# Would you be a moderator?



## McFly (Jul 15, 2014)

Since moderation is the hot topic right now, if you were offered the chance to be a moderator would you take the job?


----------



## AussiePea (Mar 27, 2007)

I've been offered a few times over the years but who in their right mind woukd take on a role where you're disliked no matter what decisions you make and you don't even get paid for it? Thankfully some do take it on and for those people I tip my hat.


----------



## iCod (Feb 17, 2015)

I've been banned before and the mods hate me so I don't even have a choice lol


----------



## SamanthaStrange (Jan 13, 2015)

No.
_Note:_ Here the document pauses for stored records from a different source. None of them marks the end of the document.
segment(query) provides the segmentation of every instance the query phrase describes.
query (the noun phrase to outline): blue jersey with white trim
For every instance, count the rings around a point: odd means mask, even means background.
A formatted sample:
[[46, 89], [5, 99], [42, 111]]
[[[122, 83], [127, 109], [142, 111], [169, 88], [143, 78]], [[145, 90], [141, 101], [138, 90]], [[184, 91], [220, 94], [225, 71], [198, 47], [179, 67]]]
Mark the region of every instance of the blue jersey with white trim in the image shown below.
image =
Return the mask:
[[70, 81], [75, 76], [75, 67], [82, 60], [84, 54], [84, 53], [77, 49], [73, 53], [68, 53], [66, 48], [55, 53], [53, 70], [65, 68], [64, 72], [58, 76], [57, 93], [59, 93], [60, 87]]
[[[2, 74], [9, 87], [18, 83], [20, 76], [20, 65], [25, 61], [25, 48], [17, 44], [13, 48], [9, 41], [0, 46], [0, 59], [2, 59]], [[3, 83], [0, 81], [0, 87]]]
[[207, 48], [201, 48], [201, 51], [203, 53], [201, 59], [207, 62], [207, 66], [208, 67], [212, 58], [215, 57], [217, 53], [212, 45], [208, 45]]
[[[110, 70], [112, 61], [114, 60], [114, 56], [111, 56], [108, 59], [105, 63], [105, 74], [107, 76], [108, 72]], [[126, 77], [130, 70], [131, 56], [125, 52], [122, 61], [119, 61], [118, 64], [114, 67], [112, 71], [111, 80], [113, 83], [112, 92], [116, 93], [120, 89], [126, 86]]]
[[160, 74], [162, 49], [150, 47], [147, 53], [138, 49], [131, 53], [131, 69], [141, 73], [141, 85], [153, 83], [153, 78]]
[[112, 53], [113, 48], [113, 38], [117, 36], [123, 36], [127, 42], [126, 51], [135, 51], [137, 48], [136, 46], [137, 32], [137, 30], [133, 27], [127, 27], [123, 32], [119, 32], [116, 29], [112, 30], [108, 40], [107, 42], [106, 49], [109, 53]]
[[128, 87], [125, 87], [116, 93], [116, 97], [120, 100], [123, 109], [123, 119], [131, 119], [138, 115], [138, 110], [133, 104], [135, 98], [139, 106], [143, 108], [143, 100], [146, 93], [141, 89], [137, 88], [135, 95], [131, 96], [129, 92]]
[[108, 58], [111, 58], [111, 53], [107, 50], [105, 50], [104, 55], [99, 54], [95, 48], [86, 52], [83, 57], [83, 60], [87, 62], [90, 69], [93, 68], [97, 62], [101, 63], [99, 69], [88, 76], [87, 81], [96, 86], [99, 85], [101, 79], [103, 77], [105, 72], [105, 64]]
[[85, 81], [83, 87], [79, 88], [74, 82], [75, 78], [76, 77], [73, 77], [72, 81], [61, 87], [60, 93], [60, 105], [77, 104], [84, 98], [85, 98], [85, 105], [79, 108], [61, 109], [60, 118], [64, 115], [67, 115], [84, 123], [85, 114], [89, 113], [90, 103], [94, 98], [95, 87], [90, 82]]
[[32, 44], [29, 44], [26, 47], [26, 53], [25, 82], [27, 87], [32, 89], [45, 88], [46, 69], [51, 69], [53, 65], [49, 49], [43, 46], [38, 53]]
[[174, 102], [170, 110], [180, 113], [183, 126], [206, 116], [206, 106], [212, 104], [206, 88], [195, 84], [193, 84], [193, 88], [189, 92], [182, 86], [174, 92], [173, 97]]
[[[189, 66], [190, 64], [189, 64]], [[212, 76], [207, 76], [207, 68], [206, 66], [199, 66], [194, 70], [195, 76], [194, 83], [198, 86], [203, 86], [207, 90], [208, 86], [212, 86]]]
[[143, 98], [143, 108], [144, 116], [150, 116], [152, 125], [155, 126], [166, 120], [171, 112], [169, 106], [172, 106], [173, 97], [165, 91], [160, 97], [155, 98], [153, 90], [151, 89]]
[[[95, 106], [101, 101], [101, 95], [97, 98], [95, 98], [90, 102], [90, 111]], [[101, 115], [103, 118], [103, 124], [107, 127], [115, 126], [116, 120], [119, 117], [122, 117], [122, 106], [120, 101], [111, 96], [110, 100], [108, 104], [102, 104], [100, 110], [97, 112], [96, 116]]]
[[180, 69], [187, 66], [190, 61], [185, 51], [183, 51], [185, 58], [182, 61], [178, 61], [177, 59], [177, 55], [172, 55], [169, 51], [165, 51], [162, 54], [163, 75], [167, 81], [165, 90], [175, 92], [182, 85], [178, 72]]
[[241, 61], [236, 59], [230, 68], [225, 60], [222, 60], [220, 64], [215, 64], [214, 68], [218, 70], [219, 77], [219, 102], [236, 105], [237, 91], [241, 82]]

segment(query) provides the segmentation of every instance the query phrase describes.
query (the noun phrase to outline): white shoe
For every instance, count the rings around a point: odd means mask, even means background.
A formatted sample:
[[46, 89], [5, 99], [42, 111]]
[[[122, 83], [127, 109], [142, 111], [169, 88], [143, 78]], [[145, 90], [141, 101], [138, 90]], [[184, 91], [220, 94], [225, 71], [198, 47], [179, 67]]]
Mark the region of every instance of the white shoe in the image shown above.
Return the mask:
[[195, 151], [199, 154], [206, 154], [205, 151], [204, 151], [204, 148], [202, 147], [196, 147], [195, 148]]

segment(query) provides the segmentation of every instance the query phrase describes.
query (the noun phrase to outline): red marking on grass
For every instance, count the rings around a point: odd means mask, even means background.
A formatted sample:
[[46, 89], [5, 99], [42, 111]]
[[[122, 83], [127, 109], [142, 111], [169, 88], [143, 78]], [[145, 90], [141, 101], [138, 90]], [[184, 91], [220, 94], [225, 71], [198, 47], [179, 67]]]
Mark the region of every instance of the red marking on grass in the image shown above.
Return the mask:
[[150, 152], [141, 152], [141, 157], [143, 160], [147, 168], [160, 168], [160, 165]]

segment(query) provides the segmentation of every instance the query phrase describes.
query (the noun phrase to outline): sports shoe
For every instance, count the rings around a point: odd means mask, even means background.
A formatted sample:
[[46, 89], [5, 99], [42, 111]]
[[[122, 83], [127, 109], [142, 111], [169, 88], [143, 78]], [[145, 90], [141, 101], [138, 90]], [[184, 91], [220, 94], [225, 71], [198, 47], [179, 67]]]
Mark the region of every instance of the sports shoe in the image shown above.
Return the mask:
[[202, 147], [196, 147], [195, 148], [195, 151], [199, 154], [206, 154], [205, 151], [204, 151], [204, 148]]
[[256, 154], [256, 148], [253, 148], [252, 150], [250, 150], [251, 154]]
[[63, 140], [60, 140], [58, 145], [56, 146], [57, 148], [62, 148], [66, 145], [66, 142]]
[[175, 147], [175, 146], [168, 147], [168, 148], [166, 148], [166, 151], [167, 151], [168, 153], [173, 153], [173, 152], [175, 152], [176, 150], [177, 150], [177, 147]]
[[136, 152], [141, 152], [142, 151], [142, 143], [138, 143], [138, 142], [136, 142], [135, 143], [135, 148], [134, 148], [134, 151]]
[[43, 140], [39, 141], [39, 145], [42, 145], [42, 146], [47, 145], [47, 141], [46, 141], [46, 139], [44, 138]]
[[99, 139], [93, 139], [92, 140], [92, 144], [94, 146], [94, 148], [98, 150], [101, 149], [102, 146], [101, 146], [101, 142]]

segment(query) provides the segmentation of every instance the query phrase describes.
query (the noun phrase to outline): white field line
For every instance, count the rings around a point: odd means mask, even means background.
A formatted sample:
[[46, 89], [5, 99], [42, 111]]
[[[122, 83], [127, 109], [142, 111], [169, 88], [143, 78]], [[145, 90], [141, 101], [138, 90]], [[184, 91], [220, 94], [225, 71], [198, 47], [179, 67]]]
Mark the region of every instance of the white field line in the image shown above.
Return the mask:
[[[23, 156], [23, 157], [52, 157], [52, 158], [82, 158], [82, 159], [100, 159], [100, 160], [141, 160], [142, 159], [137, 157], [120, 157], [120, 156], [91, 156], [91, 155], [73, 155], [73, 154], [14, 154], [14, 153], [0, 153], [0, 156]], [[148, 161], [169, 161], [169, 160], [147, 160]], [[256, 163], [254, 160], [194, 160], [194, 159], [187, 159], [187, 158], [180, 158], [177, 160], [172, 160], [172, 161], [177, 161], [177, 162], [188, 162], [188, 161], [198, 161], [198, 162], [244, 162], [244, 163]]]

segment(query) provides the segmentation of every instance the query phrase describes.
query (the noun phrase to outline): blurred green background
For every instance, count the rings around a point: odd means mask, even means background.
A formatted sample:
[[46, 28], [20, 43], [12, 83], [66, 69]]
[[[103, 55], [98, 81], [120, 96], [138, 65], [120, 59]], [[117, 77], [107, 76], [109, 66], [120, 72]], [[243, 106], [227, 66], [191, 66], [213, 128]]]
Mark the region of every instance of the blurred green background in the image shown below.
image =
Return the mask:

It's a totally thankless task.


----------



## Zaac (May 20, 2015)

Hell no you're all erected dicks to them for all the wrong reasons lol.


----------



## Wings of Amnesty (Aug 5, 2015)

If I was a mod would I have the power to remove the facebook button?


----------



## blue2 (May 20, 2013)

Probably ...


----------



## WillYouStopDave (Jul 14, 2013)

McFly said:


> Since moderation is the hot topic right now, if you were offered the chance to be a moderator would you take the job?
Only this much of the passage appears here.